SOC reports should be updated every year. They are living documents that evolve and change each year as the service provider expands its scope or changes the services it provides to clients. An outsourcing delivery center, for example, might add a new location. Because it is a physical place, we would need to scope in the security for the new physical location. While each location would need to be scoped into the SOC report, we would also be looking for consistency from one location to the next. That benefits both the delivery center and its clients as compliance standards and consistency signify both maturity and operational efficiency on the part of the service provider. As a third-party auditor, we can often be more successful at driving to standards and consistent processes than internal personnel might be because it’s okay for us to be the bad guys.
Q: We have been focusing on controls and compliance relative to outsourcing delivery centers, but are there similar implications in this discussion for more traditional consulting or contingent staffing arrangements as well?
From traditional consulting or staffing perspectives, the most important controls to me are related to candidate selection, vetting (background check and so forth), on- and off-boarding processes, asset management and logical & physical security.

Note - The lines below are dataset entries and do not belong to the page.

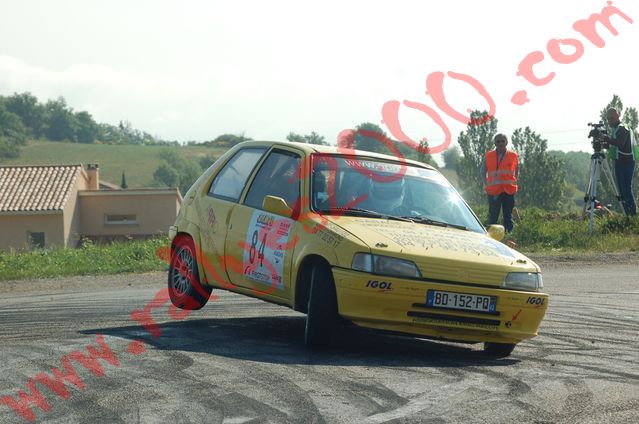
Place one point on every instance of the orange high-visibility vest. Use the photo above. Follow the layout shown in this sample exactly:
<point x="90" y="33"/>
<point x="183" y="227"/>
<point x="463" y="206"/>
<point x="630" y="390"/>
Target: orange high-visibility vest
<point x="502" y="178"/>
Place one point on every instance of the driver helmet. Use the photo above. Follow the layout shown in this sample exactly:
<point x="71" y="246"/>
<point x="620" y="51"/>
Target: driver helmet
<point x="386" y="196"/>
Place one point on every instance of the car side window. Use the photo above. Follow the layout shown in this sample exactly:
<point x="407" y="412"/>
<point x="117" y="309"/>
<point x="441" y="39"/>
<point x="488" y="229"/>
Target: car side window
<point x="278" y="176"/>
<point x="230" y="181"/>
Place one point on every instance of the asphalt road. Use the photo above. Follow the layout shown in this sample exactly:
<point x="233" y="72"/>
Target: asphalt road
<point x="241" y="360"/>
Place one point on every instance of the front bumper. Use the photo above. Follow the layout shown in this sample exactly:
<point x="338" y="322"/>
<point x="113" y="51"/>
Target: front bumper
<point x="396" y="304"/>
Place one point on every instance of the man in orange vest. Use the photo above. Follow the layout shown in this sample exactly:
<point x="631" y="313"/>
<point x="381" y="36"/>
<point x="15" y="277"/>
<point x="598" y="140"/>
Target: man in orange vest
<point x="500" y="170"/>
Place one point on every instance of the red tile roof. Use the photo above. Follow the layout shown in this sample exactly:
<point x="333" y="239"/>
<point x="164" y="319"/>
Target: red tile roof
<point x="36" y="188"/>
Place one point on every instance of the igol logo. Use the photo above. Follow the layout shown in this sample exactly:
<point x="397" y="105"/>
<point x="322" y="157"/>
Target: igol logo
<point x="382" y="285"/>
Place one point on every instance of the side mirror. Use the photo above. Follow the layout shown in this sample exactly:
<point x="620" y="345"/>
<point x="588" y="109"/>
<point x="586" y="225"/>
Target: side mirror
<point x="496" y="232"/>
<point x="277" y="205"/>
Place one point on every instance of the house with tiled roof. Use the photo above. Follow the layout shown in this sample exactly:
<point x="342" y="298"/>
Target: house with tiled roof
<point x="57" y="205"/>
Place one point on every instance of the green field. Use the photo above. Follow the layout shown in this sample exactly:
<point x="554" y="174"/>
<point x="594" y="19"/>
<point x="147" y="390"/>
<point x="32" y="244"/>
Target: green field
<point x="137" y="162"/>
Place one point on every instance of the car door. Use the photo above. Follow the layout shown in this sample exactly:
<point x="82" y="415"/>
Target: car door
<point x="214" y="210"/>
<point x="262" y="240"/>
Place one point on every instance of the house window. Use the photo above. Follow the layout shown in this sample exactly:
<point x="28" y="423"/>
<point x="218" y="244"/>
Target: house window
<point x="119" y="219"/>
<point x="35" y="240"/>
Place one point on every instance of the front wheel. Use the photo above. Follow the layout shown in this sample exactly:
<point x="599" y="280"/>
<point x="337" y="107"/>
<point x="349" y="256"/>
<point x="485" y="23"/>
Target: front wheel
<point x="498" y="350"/>
<point x="321" y="316"/>
<point x="185" y="289"/>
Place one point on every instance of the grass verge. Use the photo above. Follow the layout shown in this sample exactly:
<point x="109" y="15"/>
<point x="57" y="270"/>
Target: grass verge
<point x="539" y="233"/>
<point x="116" y="258"/>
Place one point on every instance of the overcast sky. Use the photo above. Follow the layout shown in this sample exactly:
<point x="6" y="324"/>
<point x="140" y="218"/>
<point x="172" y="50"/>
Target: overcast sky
<point x="192" y="70"/>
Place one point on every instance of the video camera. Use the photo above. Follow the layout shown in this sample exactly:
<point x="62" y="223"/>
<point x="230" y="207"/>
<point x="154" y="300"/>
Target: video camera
<point x="596" y="131"/>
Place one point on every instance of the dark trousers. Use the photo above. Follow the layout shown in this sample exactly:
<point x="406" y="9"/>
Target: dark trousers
<point x="504" y="202"/>
<point x="623" y="173"/>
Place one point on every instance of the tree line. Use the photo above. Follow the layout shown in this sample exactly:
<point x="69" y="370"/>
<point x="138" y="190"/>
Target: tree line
<point x="23" y="117"/>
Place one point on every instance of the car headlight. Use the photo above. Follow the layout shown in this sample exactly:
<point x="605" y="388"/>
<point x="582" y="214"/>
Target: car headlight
<point x="385" y="265"/>
<point x="531" y="281"/>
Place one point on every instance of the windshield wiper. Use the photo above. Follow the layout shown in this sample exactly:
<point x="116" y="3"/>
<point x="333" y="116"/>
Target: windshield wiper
<point x="364" y="213"/>
<point x="429" y="221"/>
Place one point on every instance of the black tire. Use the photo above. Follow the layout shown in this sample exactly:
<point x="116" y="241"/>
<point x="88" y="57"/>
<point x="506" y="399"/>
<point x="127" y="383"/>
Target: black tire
<point x="321" y="315"/>
<point x="498" y="350"/>
<point x="185" y="289"/>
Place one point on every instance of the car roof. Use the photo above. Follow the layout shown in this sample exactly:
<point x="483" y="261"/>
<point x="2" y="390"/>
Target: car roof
<point x="316" y="148"/>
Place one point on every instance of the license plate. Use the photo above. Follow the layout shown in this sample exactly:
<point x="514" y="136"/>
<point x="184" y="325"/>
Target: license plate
<point x="461" y="301"/>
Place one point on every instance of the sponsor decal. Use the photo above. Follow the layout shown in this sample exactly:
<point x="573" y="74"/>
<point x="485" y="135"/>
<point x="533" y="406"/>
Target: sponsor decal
<point x="381" y="285"/>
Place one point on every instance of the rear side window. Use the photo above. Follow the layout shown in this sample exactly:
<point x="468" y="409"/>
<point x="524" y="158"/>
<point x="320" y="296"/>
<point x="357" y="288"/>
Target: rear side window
<point x="230" y="181"/>
<point x="278" y="176"/>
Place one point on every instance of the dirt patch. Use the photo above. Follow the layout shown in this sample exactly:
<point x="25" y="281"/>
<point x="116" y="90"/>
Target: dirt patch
<point x="71" y="284"/>
<point x="584" y="259"/>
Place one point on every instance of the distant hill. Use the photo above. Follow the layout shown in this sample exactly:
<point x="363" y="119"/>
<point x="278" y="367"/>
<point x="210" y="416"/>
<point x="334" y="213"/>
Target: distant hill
<point x="137" y="161"/>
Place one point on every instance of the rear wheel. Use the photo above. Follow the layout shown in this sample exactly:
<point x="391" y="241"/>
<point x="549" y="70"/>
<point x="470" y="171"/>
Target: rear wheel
<point x="185" y="289"/>
<point x="498" y="350"/>
<point x="321" y="315"/>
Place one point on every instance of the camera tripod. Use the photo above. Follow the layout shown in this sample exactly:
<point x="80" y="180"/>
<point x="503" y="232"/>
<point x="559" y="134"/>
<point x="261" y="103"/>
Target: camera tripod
<point x="598" y="165"/>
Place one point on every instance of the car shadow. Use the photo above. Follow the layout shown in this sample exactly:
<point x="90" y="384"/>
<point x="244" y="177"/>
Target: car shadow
<point x="280" y="340"/>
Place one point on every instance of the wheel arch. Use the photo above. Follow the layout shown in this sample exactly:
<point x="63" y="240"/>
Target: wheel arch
<point x="198" y="251"/>
<point x="303" y="280"/>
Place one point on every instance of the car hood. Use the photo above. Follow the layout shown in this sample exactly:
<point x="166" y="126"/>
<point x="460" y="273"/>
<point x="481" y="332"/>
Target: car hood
<point x="440" y="253"/>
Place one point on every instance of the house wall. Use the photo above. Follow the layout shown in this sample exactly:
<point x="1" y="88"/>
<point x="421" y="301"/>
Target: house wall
<point x="72" y="213"/>
<point x="154" y="212"/>
<point x="14" y="229"/>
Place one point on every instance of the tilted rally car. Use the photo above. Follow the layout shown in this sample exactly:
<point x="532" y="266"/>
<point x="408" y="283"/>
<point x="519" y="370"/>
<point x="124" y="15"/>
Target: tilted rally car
<point x="380" y="242"/>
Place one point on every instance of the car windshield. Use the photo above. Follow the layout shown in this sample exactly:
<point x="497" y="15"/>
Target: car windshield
<point x="349" y="185"/>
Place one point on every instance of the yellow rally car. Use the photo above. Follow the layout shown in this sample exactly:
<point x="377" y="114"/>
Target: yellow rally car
<point x="352" y="236"/>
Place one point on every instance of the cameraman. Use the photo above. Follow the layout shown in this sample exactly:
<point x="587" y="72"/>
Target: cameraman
<point x="622" y="151"/>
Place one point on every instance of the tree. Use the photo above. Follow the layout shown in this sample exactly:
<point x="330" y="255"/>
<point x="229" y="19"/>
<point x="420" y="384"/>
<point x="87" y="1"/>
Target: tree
<point x="474" y="143"/>
<point x="87" y="129"/>
<point x="422" y="154"/>
<point x="312" y="138"/>
<point x="30" y="111"/>
<point x="295" y="138"/>
<point x="370" y="144"/>
<point x="541" y="176"/>
<point x="230" y="140"/>
<point x="315" y="138"/>
<point x="61" y="123"/>
<point x="451" y="157"/>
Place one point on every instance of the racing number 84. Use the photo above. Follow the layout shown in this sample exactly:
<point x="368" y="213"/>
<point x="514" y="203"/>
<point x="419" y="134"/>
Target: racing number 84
<point x="255" y="249"/>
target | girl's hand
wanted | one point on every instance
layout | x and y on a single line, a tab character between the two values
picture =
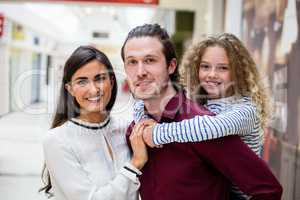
148	132
140	155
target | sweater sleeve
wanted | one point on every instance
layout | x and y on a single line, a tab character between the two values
239	120
241	166
71	179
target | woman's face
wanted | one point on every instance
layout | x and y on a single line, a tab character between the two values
91	86
214	73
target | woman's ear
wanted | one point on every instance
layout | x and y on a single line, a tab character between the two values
172	66
69	89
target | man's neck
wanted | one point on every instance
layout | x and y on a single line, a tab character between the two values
156	106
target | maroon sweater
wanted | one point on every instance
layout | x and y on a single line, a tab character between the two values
203	170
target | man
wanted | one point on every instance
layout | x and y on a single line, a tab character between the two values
186	170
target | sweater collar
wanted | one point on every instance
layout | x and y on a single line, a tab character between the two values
89	125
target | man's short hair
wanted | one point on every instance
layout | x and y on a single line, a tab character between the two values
155	30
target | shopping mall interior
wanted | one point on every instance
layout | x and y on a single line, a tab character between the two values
37	37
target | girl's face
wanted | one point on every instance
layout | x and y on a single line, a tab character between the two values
214	73
91	86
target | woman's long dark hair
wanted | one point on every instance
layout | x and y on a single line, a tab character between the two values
67	107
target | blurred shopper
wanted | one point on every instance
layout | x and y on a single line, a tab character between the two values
221	74
198	170
85	151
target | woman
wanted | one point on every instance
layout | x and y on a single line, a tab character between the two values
220	73
85	150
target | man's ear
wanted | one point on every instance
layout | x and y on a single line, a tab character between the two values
172	66
69	89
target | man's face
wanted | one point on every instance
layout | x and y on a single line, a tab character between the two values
146	67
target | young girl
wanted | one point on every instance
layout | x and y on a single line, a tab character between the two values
85	151
220	73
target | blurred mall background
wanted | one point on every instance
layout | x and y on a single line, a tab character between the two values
37	36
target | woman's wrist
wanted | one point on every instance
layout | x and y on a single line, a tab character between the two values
137	163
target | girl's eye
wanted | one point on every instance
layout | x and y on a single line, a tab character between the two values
223	68
100	78
82	82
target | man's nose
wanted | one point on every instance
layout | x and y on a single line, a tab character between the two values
93	86
141	71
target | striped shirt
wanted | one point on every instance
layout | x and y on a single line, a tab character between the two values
236	115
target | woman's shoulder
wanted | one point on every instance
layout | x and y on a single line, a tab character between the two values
55	135
119	124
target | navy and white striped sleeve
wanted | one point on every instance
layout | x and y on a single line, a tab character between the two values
239	120
139	111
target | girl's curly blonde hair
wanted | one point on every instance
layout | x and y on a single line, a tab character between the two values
246	78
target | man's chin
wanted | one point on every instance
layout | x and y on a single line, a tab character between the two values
144	96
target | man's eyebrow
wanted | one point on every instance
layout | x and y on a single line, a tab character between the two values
100	74
81	78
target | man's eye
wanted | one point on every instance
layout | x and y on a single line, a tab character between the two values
131	62
149	60
82	82
223	68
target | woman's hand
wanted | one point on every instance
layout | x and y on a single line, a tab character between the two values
140	155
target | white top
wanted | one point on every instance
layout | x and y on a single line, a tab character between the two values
81	167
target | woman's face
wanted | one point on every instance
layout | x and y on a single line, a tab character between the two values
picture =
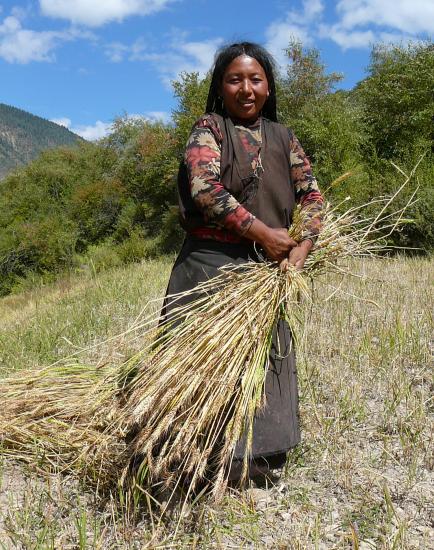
244	88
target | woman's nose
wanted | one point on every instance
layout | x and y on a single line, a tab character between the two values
246	86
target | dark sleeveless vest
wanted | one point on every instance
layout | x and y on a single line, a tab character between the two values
269	197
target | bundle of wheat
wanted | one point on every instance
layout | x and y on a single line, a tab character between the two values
195	392
192	392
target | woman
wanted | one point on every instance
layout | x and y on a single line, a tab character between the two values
242	176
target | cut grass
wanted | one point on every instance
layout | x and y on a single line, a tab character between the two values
364	469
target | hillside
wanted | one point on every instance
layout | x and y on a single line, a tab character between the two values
23	136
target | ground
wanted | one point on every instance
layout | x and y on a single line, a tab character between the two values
363	475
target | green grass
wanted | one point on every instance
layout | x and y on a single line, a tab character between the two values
362	476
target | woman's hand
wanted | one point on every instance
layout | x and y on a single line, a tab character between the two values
276	243
297	256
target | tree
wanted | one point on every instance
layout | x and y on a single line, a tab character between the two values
305	82
398	98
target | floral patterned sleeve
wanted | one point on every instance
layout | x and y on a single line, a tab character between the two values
307	193
202	158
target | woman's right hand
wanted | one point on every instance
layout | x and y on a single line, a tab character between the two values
276	242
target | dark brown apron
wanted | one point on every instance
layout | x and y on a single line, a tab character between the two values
276	428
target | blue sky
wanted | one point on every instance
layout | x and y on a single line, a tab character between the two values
84	62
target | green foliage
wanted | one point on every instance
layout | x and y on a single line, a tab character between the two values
305	82
24	136
96	206
398	98
192	93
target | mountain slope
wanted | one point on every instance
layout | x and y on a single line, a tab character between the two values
23	136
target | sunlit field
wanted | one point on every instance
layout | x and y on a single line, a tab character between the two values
362	476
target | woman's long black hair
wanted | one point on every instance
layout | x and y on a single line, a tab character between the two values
223	58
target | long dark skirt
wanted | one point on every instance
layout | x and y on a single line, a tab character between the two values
276	428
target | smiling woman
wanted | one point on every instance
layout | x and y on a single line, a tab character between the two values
244	88
242	176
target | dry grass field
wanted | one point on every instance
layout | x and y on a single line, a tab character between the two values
362	477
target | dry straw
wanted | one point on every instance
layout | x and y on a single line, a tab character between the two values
175	410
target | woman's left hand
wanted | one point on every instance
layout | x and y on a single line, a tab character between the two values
297	256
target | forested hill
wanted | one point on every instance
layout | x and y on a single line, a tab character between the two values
23	136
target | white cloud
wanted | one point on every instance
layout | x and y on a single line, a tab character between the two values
180	56
98	12
408	16
360	23
158	116
18	45
92	132
297	25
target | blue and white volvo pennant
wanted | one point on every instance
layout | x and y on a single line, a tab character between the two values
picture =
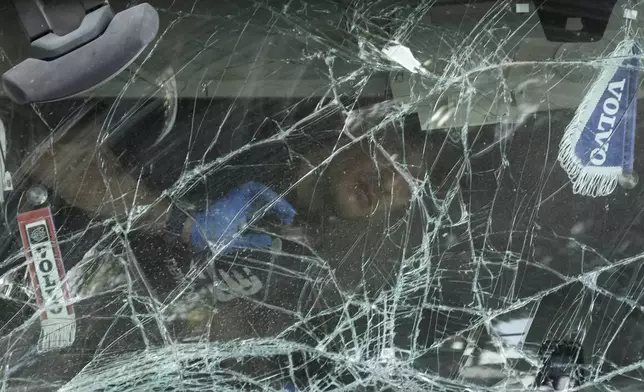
597	146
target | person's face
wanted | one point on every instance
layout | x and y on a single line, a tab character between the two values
363	182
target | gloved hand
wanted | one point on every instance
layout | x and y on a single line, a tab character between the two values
226	217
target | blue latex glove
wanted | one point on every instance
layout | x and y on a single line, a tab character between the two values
226	217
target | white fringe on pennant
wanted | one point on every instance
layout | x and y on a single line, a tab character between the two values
57	332
591	181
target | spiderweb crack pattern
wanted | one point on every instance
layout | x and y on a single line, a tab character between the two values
426	300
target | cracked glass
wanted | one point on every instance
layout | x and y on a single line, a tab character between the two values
333	196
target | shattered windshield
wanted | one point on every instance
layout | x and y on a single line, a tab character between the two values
321	196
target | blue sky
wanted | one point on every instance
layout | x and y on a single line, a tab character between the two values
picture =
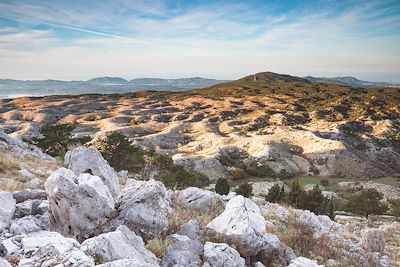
219	39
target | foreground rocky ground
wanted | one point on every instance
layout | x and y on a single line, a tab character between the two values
78	211
279	121
89	215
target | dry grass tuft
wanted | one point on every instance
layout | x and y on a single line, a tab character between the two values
158	246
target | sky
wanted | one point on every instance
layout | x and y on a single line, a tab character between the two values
79	40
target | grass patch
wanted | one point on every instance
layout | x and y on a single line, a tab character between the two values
333	182
387	181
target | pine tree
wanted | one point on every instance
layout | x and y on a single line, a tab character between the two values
274	194
331	209
367	202
222	186
295	194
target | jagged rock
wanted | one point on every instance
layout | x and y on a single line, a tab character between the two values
31	207
120	244
7	209
33	184
374	240
8	248
303	262
89	160
242	225
191	229
220	255
27	174
44	245
22	196
194	198
322	224
22	148
185	248
122	263
79	205
24	225
275	251
4	263
262	188
143	206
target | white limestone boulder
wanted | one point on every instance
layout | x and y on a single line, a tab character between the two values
220	255
374	240
185	248
120	244
241	225
194	198
144	207
7	209
89	160
303	262
79	205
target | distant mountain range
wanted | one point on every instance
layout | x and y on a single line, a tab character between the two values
350	81
102	85
113	85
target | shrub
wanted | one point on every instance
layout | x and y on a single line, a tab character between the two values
394	207
295	194
313	200
245	190
120	154
275	194
254	169
176	176
237	173
56	139
222	186
324	181
284	175
367	202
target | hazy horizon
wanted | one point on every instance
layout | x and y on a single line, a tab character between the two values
74	40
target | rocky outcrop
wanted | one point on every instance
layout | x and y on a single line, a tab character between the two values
79	205
120	244
89	160
243	226
185	248
374	240
52	248
7	209
194	198
220	255
303	262
143	206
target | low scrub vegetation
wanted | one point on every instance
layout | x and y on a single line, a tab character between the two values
122	155
56	139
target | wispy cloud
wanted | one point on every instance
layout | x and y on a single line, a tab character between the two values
222	39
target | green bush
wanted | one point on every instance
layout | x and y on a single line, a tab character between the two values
295	194
367	202
122	155
245	190
176	176
276	194
324	181
259	170
222	186
314	201
394	205
56	139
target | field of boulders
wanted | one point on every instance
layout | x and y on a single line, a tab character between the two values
87	215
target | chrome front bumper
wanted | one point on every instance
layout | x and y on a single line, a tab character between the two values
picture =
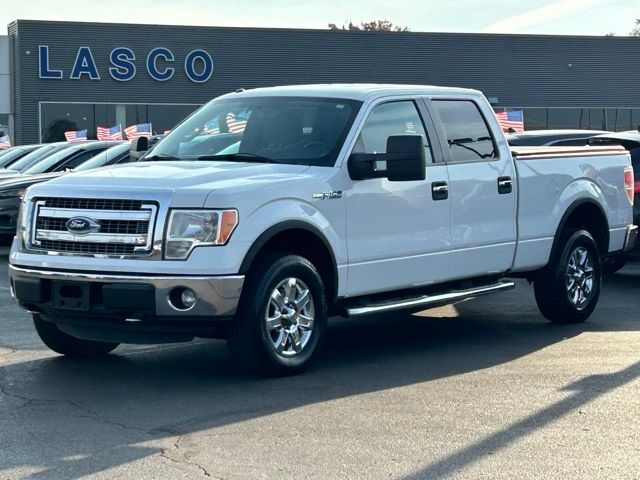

Important variables to always consider are where a consultant or flex staffer (staff supplementation) will work, who owns and controls the devices they use and how they access digital networks. If they work from home or an offsite office, you may have greater exposure to physical risks compared to either onsite or a delivery center that has been certified to certain control standards and provides management oversight. For example, the home or offsite office may be less secure to intruders. Or the consultant or worker may have a habit of tossing printed documents containing sensitive information into a recycling bin or trashcan rather than shredding as one example. You also have less or no direct oversight than you would if they worked onsite or in a delivery center that has been certified to various physical and environmental control standards. Much of the same can be said, however, for all work-at-home or otherwise remote work arrangements even with permanent employees.
Device ownership is important because the hiring company can always prevent its own devices from transferring information to external storage devices, but it won’t have that control over devices owned by consultants or contingent workers. Logical access is likewise important. If the consultant or contingent worker hits a hiring company’s network by VPN using a device the hiring company owns (which is fairly standard practice), they would have at least the same level of control and risk mitigation as with their own employees performing work from home, business hotel rooms or elsewhere.
At the end of the day, you have to assume that technology will continue to advance. More and more sensitive data is going to become digitized, aggregated, distributed, moved around electronically, stored, backed up and hosted remotely. All of those circumstances create vulnerabilities and risk exposures throughout business value chains that consumers, business leaders and government regulators are going to be paying very close attention to in coming years. There will continue to be multiple standards for control and compliance procedures that attempt to mitigate risks to the greatest extent feasible. Being aware of and understanding the various standards will need to be a core competency for talent strategists as they continue to adjust staff-to-flex ratios and include greater numbers of outsourced, remote and otherwise disaggregated and distributed work arrangements.